By Monday, there had been donations totalling more than 5m yuan ($790,000; £490,000) to pay off the $2.4m in taxes and fines the authorities say he owes.
Many people believe he was served the bill because of his outspoken criticism of the government rather than because he had evaded taxes.
But a state-run newspaper has warned that the donations could be illegal.
An editorial in China's English-language Global Times newspaper cited unnamed experts as saying the artist could be accused of "illegal fundraising".
The paper also said this show of support was not representative of the views of the larger Chinese population, "which is opposed to radical and confrontational political stances".
'We're supporting you'
The donations began shortly after the internationally renowned artist announced that he had received the tax demand.

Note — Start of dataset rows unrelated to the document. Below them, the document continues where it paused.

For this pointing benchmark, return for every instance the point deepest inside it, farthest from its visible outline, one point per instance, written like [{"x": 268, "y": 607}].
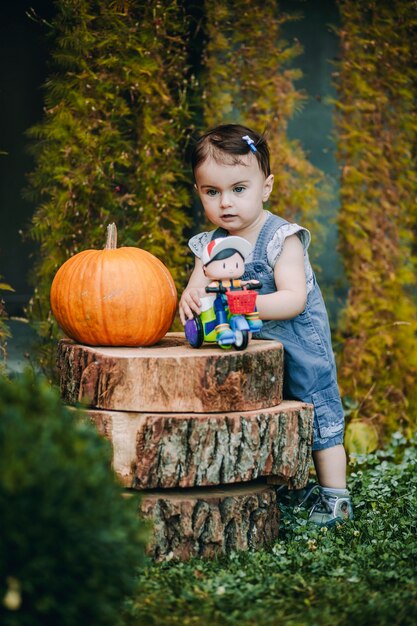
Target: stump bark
[
  {"x": 210, "y": 522},
  {"x": 197, "y": 434},
  {"x": 170, "y": 450},
  {"x": 172, "y": 377}
]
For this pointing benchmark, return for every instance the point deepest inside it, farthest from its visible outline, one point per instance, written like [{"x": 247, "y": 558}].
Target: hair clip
[{"x": 250, "y": 143}]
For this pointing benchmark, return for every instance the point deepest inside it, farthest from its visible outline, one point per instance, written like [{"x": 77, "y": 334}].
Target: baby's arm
[
  {"x": 190, "y": 299},
  {"x": 290, "y": 298}
]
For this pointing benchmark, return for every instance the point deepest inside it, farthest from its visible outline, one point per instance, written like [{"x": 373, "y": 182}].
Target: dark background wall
[
  {"x": 23, "y": 54},
  {"x": 23, "y": 70}
]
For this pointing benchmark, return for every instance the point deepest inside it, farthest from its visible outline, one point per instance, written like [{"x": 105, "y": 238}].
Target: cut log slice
[
  {"x": 172, "y": 377},
  {"x": 170, "y": 450},
  {"x": 209, "y": 522}
]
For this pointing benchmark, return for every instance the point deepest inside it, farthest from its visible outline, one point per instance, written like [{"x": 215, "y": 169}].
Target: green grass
[{"x": 361, "y": 573}]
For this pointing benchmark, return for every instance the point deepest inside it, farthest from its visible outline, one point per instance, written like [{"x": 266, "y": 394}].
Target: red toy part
[{"x": 241, "y": 302}]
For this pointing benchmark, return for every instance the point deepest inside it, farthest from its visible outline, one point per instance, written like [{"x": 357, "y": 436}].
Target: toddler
[{"x": 233, "y": 179}]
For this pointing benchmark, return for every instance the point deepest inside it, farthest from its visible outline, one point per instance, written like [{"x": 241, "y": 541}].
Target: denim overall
[{"x": 309, "y": 366}]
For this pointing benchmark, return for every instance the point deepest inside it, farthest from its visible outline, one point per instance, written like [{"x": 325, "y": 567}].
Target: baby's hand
[{"x": 190, "y": 302}]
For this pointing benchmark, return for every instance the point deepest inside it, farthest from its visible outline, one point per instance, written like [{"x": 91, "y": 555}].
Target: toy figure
[{"x": 230, "y": 317}]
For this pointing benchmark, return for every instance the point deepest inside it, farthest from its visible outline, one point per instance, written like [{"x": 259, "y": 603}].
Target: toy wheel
[
  {"x": 194, "y": 332},
  {"x": 241, "y": 339}
]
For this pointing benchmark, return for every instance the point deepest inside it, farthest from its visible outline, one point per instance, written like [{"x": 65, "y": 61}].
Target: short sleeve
[
  {"x": 275, "y": 246},
  {"x": 199, "y": 242}
]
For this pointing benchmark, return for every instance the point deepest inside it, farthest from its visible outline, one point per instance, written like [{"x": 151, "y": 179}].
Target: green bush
[
  {"x": 70, "y": 545},
  {"x": 361, "y": 573}
]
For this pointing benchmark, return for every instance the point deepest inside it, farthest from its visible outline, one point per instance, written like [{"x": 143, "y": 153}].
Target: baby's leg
[{"x": 330, "y": 465}]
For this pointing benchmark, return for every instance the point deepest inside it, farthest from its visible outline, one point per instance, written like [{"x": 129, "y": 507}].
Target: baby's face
[
  {"x": 233, "y": 195},
  {"x": 233, "y": 267}
]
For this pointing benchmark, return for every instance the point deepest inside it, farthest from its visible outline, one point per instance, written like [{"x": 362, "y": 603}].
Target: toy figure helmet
[{"x": 232, "y": 244}]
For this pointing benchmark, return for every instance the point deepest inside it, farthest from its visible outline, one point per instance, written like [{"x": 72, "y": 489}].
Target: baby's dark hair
[{"x": 225, "y": 144}]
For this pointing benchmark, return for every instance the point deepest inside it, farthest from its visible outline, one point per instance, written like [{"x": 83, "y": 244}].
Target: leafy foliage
[
  {"x": 248, "y": 80},
  {"x": 360, "y": 573},
  {"x": 70, "y": 544},
  {"x": 377, "y": 134},
  {"x": 4, "y": 329},
  {"x": 110, "y": 145}
]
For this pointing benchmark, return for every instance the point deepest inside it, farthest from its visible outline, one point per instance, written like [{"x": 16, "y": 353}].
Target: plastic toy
[{"x": 230, "y": 315}]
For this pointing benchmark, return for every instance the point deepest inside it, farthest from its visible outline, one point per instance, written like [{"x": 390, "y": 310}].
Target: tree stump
[
  {"x": 169, "y": 450},
  {"x": 209, "y": 522},
  {"x": 172, "y": 377},
  {"x": 197, "y": 433}
]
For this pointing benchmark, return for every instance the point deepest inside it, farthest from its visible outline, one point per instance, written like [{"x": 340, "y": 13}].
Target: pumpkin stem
[{"x": 111, "y": 242}]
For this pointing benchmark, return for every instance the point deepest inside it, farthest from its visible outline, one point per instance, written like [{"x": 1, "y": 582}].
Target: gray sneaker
[{"x": 332, "y": 506}]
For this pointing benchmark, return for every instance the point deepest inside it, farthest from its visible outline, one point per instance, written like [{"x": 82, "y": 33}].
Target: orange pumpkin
[{"x": 114, "y": 297}]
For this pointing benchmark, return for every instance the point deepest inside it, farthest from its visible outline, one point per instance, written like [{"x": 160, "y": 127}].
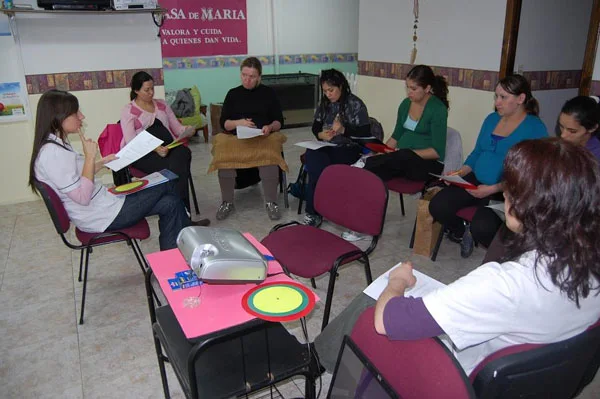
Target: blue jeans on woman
[{"x": 161, "y": 200}]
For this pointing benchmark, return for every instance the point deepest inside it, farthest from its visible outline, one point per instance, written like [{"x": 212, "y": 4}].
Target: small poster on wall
[
  {"x": 12, "y": 102},
  {"x": 204, "y": 28}
]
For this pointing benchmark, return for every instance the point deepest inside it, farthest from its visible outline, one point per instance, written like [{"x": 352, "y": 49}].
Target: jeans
[{"x": 161, "y": 200}]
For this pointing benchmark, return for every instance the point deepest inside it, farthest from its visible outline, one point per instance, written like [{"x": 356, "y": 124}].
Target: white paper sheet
[
  {"x": 244, "y": 132},
  {"x": 314, "y": 145},
  {"x": 141, "y": 145},
  {"x": 454, "y": 179},
  {"x": 424, "y": 285}
]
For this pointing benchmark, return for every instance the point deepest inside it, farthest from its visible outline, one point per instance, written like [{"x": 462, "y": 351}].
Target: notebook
[{"x": 355, "y": 377}]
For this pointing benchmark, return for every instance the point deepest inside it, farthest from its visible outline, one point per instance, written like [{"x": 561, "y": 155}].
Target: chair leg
[
  {"x": 194, "y": 195},
  {"x": 437, "y": 244},
  {"x": 80, "y": 264},
  {"x": 87, "y": 262},
  {"x": 402, "y": 204},
  {"x": 332, "y": 276}
]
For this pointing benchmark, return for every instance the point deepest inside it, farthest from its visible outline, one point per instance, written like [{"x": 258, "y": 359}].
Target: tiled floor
[{"x": 44, "y": 353}]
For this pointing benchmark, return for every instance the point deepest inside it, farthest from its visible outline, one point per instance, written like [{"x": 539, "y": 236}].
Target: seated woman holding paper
[
  {"x": 420, "y": 132},
  {"x": 71, "y": 175},
  {"x": 155, "y": 116},
  {"x": 255, "y": 106},
  {"x": 515, "y": 120},
  {"x": 340, "y": 116},
  {"x": 547, "y": 287}
]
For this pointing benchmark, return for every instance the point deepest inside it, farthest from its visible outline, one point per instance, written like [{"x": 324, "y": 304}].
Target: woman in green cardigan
[{"x": 420, "y": 132}]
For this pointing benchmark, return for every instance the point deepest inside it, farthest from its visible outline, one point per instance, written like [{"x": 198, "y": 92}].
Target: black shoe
[{"x": 201, "y": 222}]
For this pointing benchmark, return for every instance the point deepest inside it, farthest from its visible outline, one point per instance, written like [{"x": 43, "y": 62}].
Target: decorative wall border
[
  {"x": 90, "y": 80},
  {"x": 458, "y": 77},
  {"x": 236, "y": 60},
  {"x": 595, "y": 88},
  {"x": 474, "y": 78}
]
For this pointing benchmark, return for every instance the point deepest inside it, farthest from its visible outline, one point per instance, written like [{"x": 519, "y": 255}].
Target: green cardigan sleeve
[{"x": 400, "y": 119}]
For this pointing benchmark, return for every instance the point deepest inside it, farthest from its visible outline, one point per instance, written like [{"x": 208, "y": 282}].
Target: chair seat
[
  {"x": 138, "y": 231},
  {"x": 467, "y": 213},
  {"x": 404, "y": 186},
  {"x": 308, "y": 251}
]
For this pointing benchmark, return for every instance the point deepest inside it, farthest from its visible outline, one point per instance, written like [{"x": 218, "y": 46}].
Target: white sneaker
[{"x": 353, "y": 236}]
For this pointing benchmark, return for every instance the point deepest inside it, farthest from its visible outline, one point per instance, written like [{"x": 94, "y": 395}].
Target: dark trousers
[
  {"x": 178, "y": 161},
  {"x": 161, "y": 200},
  {"x": 318, "y": 160},
  {"x": 451, "y": 199},
  {"x": 403, "y": 163}
]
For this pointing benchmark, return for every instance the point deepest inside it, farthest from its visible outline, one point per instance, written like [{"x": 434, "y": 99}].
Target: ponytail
[{"x": 440, "y": 89}]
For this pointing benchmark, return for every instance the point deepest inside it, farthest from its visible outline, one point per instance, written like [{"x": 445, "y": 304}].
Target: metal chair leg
[
  {"x": 80, "y": 264},
  {"x": 194, "y": 195},
  {"x": 87, "y": 262},
  {"x": 402, "y": 204}
]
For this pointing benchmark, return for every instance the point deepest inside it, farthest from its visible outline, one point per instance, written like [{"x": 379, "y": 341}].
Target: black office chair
[
  {"x": 558, "y": 370},
  {"x": 231, "y": 362}
]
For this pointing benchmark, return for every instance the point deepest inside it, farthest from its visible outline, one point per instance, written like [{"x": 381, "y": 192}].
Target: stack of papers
[{"x": 424, "y": 285}]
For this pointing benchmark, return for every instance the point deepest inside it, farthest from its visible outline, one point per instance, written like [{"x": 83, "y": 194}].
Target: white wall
[
  {"x": 552, "y": 34},
  {"x": 457, "y": 33}
]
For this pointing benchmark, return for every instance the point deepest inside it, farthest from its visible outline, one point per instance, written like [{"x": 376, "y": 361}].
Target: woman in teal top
[
  {"x": 420, "y": 132},
  {"x": 515, "y": 120}
]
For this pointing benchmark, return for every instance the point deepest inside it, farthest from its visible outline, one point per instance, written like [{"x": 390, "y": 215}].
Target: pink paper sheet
[{"x": 220, "y": 305}]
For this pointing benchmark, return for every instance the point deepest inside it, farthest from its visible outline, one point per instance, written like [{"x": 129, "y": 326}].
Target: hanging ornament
[{"x": 413, "y": 53}]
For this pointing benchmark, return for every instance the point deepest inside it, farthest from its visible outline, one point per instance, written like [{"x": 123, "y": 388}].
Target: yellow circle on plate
[
  {"x": 277, "y": 300},
  {"x": 129, "y": 186}
]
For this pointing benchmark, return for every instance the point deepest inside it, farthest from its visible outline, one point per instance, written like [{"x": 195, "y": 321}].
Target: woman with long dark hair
[
  {"x": 515, "y": 120},
  {"x": 144, "y": 112},
  {"x": 546, "y": 287},
  {"x": 339, "y": 116},
  {"x": 71, "y": 175}
]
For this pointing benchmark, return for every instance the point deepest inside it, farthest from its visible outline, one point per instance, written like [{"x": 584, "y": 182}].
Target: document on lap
[
  {"x": 314, "y": 145},
  {"x": 244, "y": 132},
  {"x": 424, "y": 285},
  {"x": 457, "y": 181},
  {"x": 141, "y": 145}
]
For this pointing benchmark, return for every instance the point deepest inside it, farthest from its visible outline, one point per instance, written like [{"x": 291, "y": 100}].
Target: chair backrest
[
  {"x": 422, "y": 368},
  {"x": 57, "y": 210},
  {"x": 109, "y": 141},
  {"x": 454, "y": 158},
  {"x": 353, "y": 198},
  {"x": 548, "y": 371}
]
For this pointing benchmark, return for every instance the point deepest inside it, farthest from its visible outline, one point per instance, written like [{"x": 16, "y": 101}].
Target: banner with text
[{"x": 195, "y": 28}]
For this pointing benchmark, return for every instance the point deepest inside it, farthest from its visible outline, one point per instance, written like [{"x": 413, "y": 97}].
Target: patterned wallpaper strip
[
  {"x": 473, "y": 78},
  {"x": 236, "y": 60},
  {"x": 91, "y": 80}
]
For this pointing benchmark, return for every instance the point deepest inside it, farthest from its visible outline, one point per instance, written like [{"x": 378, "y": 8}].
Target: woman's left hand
[{"x": 482, "y": 191}]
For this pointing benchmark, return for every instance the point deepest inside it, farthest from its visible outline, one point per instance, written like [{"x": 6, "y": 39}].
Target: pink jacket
[{"x": 134, "y": 120}]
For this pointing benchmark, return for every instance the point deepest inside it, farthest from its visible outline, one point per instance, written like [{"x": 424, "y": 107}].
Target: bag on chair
[{"x": 427, "y": 230}]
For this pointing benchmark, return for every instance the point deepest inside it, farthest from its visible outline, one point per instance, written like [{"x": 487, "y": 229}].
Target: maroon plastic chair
[
  {"x": 350, "y": 197},
  {"x": 535, "y": 371},
  {"x": 62, "y": 223},
  {"x": 416, "y": 369}
]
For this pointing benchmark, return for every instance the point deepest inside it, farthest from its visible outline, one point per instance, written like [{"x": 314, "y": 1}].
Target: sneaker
[
  {"x": 273, "y": 211},
  {"x": 201, "y": 222},
  {"x": 225, "y": 210},
  {"x": 467, "y": 244},
  {"x": 311, "y": 219},
  {"x": 353, "y": 236}
]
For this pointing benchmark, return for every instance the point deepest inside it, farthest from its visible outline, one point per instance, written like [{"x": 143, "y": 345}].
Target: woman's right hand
[
  {"x": 162, "y": 151},
  {"x": 326, "y": 135}
]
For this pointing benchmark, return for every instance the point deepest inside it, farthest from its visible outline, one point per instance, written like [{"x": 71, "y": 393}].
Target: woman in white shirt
[{"x": 71, "y": 175}]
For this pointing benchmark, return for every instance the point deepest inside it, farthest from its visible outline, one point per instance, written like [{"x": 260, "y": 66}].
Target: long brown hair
[
  {"x": 554, "y": 189},
  {"x": 53, "y": 108}
]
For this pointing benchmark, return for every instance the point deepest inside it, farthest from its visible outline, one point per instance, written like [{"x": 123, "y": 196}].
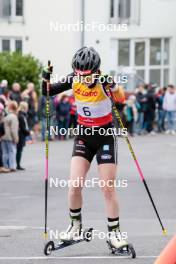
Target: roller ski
[
  {"x": 120, "y": 247},
  {"x": 73, "y": 235}
]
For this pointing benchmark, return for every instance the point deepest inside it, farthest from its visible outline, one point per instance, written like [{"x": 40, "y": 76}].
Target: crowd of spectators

People have handed over money using bank transfers and postal orders - and some have flown cash folded into paper planes over the wall into his compound, the BBC's Michael Bristow in Beijing reports.
According to a posting on the social networking site Twitter by Liu Yanping, a volunteer at the artist's studio, almost 20,000 people have so far handed over money.
"These are tens of thousands of people bringing in the money," Ai Weiwei told the BBC.
"They all have one message: we're supporting you, we're behind you, we have to let the people know solidarity and we know what it is and we know the accusations are fake, they're unreal."
Mr Ai - who has sold artworks around the world - has admitted he does not need the money, and has vowed to pay people back later.
He says the donations are an expression of people's feelings about the way he has been treated.
One reader, from Guangzhou, told the BBC he had sent money because it was a "rare opportunity to support what I believe".
"I will keep my receipt of the postal order forever, because it is my first real vote," the reader wrote.
Another reader, from Nanjing, told the BBC the 100 yuan they had sent was "for the protection and demonstration of human rights of dissidents".
The tax bill relates to late payments and fines connected to Beijing Fake Cultural Development Ltd, a firm that produces the artist's work.
Although Mr Ai said he was only a "designer" at the company, the authorities maintain that he is the "actual controller".
He was detained at Beijing Airport in April as he tried to leave the country and held for nearly three months.
He was released without charge in June, but accused of tax evasion. The current bill is how much the authorities say he owes.
But Mr Ai said this demand was just a cover, and he was being persecuted for his political beliefs.
Over the last few years Mr Ai, who helped design Beijing's "Bird's Nest" Olympic stadium, has been one of the government's most outspoken critics.
"During the 81 days of my arrest, inside this secret place, they accused me of subversion of state power," he said last week.
But he said he was told he had to be charged with tax evasion. The police told him: "We want people to think you are a bad guy."
Mr Ai has until the end of the week to pay up. He has not yet decided what to do.